Grant is paying dividends in professional development and classroom learning.

April 07, 2011|By Megan O'Neil,

Yvonne Quinonez was well versed in the horrors of the American slave trade — the teacher covers it as part of her social studies instruction at La Crescenta Elementary School. But what she read in textbooks could not fully prepare her for a recent tour through the Deep South.

“Hearing the tour guide tell us that they actually kept them in pens, and that they actually were chained, and just envisioning all of that and being in the South, it really made me almost want to cry, that we as Americans did that to them,” Quinonez said.

She was one of two dozen Glendale and Burbank educators who visited parts of Mississippi, Tennessee and Alabama in late March for a first-hand lesson in the expansion of the American west. The trip was one component of the $1-million Teaching American History grant — awarded to Glendale Unified in August — which is designed to support and augment history instruction.


The federal grant gives teachers access to first-hand sources, university-level instruction and lesson plans.

“It is very enriching for me because when the professor does a lecture, it is just the same as when I was in graduate school, but then they turn all the information around so it is accessible to our students in the form of lessons and timelines and visuals and things like that,” said Timothy Stemm, who teaches eighth-grade history at Toll Middle School.

Thus far, the grant has exposed Glendale and Burbank teachers to professors from USC, UCLA and Cal State Dominguez Hills.

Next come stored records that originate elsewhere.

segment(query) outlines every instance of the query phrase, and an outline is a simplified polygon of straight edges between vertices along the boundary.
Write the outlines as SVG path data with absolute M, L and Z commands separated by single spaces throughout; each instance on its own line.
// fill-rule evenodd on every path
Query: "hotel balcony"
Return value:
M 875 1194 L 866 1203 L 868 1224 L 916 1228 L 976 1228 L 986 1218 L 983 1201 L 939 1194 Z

“They are really sharing their own field of expertise to help us understand, for instance, the different driving forces of the westward movement in ways our current history text couldn’t even hope to [do],” said Christopher Stanley, a fifth-grade teacher at Jefferson Elementary School. “It grounds us in the basic background of so much information. It helps us be better presenters.”

All presentations are followed up with curriculum development sessions that can be translated directly into the classroom. And the participating teachers are responsible for developing an assessment exam that will be administered to all fifth-grade students at the end of the year.